Internal auditors record facts and figures in audit notebooks and working papers to express their views on business activities.

4. Independence

Internal auditors must be independent from management influence in developing audit programs, conducting investigations, and reporting.

5. Staffing

Internal audit requires trained staff to conduct examinations effectively.

6. Training

Internal audit staff should receive training to improve audit work results.

7. Relationship

Internal audit staff should maintain friendly relations with management, external auditors, and consultants.

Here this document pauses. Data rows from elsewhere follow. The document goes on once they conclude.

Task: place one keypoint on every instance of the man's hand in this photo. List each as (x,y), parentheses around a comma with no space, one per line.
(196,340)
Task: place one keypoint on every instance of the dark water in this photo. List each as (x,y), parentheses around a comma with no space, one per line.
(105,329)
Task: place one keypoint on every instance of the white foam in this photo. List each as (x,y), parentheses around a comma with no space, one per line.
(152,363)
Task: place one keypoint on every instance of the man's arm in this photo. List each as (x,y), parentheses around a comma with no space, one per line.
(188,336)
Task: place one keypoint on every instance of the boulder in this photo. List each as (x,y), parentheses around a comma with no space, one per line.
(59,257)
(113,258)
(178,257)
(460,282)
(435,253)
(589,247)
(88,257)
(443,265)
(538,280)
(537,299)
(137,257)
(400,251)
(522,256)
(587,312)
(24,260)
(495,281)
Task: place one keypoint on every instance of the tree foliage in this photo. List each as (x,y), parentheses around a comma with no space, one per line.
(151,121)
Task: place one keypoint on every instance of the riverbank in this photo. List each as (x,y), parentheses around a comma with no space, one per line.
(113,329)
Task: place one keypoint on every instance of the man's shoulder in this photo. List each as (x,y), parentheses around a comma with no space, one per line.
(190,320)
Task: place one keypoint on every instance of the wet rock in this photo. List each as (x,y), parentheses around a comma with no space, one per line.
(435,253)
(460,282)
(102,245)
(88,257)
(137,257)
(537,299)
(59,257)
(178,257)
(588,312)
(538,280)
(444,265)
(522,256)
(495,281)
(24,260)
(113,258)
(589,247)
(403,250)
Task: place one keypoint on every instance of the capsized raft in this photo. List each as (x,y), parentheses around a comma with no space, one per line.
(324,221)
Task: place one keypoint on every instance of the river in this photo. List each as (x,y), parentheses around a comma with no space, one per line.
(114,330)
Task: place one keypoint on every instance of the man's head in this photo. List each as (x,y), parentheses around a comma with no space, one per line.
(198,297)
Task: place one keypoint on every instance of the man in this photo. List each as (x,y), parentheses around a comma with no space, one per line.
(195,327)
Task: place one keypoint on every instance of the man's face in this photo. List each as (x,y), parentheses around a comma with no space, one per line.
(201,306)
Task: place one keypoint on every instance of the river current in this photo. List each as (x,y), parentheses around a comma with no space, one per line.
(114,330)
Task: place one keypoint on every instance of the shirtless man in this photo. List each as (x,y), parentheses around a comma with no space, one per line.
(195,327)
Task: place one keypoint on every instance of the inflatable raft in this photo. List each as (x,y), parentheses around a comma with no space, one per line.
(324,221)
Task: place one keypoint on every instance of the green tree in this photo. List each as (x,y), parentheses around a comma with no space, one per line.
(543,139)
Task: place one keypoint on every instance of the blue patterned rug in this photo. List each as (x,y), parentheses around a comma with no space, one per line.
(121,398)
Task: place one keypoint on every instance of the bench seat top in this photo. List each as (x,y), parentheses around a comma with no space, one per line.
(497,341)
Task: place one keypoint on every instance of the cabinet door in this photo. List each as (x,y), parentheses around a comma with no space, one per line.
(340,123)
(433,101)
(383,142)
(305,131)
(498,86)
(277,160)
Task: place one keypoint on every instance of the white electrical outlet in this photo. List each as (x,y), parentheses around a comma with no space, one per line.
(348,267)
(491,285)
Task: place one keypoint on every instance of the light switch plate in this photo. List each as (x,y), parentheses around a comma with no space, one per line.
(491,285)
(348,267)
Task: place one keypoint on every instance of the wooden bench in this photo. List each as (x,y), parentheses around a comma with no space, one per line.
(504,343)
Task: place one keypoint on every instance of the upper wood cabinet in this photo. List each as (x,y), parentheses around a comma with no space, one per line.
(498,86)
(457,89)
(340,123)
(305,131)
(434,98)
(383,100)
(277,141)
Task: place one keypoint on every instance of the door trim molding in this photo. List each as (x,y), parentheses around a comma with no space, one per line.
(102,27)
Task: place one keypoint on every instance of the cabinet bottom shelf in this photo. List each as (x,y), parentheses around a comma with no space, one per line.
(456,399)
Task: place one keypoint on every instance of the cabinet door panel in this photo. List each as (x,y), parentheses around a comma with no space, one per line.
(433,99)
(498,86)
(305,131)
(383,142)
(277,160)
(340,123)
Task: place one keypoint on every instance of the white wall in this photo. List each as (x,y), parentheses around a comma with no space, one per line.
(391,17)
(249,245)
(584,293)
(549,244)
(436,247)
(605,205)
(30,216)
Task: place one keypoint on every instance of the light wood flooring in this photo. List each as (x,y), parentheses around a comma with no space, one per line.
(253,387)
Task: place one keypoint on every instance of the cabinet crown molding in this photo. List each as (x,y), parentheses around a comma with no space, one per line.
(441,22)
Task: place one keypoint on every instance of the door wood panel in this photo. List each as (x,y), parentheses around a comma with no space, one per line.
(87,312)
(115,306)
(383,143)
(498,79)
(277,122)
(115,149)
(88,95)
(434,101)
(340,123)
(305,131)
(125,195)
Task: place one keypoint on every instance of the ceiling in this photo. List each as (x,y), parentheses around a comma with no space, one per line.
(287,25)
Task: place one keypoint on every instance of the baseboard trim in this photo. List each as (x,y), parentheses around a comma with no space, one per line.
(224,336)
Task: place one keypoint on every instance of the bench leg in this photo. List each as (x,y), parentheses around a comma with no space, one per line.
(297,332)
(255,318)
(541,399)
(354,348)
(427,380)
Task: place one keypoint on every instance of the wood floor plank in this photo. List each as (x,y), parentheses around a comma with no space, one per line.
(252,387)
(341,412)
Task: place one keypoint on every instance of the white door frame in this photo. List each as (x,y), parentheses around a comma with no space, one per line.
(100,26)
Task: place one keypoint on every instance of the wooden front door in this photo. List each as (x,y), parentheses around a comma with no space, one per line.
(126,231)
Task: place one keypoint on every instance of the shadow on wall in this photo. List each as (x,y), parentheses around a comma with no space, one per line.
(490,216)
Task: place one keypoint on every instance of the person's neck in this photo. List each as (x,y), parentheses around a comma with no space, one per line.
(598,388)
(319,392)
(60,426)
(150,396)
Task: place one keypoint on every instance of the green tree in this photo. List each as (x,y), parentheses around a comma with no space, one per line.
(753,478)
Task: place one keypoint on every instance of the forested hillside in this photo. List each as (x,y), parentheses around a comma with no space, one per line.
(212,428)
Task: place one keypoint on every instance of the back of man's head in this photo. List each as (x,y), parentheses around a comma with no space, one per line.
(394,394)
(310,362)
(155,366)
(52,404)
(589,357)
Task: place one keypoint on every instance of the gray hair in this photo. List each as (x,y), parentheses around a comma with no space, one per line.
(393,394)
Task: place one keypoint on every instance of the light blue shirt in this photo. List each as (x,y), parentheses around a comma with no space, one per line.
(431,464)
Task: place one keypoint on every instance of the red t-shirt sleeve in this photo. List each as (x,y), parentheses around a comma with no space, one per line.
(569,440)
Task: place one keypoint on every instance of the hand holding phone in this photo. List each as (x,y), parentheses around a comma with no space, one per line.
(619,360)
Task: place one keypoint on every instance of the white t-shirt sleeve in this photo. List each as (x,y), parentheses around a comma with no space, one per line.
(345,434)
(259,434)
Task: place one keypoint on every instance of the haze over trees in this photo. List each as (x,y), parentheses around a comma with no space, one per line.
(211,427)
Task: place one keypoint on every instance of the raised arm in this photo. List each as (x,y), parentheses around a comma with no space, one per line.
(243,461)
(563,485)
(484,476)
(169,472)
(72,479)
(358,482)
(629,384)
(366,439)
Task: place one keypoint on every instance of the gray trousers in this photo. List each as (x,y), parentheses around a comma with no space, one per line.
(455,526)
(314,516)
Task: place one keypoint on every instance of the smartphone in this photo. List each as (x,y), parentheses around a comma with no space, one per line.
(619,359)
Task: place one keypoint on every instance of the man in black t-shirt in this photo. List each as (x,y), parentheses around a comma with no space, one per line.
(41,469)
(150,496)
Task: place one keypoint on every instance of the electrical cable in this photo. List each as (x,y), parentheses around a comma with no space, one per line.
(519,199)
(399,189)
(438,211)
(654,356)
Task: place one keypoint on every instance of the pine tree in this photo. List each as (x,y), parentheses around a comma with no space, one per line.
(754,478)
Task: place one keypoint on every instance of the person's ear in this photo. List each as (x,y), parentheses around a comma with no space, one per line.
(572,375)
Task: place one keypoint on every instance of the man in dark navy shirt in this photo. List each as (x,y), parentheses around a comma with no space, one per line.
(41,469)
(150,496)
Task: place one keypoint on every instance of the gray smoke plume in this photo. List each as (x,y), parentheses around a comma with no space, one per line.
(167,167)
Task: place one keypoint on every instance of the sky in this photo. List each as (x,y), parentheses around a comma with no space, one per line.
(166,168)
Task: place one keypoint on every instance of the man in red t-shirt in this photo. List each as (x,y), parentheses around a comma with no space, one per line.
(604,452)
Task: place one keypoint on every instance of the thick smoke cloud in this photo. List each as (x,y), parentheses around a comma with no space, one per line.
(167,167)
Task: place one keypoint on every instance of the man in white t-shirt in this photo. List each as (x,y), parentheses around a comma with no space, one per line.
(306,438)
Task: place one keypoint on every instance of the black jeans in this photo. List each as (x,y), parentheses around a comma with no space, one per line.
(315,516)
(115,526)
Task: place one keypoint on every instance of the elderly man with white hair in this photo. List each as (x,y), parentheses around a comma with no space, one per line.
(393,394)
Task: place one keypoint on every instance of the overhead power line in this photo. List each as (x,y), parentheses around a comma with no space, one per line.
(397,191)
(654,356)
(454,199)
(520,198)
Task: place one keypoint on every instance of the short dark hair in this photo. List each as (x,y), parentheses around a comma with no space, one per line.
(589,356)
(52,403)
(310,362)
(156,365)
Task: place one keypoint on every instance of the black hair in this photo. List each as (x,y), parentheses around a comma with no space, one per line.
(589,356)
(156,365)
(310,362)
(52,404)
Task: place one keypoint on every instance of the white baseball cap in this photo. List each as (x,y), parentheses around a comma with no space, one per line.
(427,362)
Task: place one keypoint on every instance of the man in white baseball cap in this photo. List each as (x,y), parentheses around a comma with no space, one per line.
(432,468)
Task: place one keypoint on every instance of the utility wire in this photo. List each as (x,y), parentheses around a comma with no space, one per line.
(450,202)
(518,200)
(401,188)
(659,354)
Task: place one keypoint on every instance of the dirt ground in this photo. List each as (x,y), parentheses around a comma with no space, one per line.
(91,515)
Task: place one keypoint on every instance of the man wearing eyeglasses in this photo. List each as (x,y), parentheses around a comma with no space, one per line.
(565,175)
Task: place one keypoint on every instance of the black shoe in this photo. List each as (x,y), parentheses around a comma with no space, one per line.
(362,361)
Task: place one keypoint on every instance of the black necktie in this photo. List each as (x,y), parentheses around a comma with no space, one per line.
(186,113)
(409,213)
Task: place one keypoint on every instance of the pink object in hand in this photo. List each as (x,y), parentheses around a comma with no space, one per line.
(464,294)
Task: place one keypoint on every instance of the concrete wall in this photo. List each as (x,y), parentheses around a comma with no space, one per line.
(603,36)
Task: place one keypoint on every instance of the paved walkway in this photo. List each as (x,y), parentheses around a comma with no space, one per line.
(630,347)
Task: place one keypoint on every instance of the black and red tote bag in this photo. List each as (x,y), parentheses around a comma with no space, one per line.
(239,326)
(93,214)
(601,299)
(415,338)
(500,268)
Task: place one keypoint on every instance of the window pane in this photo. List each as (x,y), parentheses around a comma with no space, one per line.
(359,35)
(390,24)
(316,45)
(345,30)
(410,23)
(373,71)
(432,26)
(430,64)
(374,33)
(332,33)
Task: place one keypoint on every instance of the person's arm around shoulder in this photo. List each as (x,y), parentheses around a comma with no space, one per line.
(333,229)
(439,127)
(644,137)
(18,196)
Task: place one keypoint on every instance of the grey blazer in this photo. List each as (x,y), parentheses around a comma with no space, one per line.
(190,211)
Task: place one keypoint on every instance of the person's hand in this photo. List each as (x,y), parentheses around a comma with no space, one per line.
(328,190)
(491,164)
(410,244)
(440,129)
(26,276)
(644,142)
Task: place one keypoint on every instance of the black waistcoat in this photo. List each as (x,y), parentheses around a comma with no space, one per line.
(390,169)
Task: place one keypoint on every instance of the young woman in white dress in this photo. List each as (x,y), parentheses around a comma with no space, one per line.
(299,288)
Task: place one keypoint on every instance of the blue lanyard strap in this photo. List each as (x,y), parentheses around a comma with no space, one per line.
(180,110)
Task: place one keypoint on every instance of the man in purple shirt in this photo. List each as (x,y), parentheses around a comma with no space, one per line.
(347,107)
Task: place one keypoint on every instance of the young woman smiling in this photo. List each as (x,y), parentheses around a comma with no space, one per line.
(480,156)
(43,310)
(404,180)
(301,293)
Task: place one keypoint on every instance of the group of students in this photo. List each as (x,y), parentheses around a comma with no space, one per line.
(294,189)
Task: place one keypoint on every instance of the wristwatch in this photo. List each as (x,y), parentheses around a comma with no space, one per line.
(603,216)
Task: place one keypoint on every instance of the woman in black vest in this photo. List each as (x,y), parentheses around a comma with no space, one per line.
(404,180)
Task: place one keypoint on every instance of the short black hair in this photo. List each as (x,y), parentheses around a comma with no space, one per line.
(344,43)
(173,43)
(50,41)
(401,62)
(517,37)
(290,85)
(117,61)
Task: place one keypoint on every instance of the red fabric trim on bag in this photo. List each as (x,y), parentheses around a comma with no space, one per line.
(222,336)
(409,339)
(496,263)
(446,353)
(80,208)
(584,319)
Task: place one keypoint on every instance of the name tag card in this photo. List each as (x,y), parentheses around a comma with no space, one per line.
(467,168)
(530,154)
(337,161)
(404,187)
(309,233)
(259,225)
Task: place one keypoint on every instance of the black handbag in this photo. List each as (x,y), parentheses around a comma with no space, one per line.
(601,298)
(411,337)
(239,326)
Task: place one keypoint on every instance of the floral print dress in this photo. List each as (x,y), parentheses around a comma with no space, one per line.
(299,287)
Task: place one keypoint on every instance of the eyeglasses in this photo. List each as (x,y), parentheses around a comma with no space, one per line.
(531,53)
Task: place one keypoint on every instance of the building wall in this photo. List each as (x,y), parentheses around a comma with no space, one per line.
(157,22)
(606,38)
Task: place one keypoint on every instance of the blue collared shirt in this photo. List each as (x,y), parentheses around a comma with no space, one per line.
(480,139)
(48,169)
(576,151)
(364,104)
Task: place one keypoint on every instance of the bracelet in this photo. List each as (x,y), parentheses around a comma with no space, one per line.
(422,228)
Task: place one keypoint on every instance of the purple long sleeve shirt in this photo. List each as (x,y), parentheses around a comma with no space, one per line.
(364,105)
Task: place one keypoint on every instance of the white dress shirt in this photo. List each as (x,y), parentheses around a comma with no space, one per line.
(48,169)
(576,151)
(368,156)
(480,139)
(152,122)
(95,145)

Distinguishing Internal and External Evidence

Internal and external audits differ in several ways:

  • Internal auditors are company employees, while external auditors work for outside firms.
  • Internal auditors are hired by the company, while external auditors are appointed by shareholders.
  • Internal auditors need not be CPAs, while external auditors must be directed by a CPA.
  • Internal auditors report to management, while external auditors report to shareholders.
  • Internal auditors can use any report format, while external auditors must use specific formats.
  • Internal audit reports are used by management, while external audit reports are used by stakeholders.
  • Internal auditors can provide consulting assistance, while external auditors are limited in their support.
  • Internal auditors examine business practices and risks, while external auditors examine financial records and issue opinions.
  • Internal audits are conducted throughout the year, while external audits are annual (with additional reviews for publicly-held companies).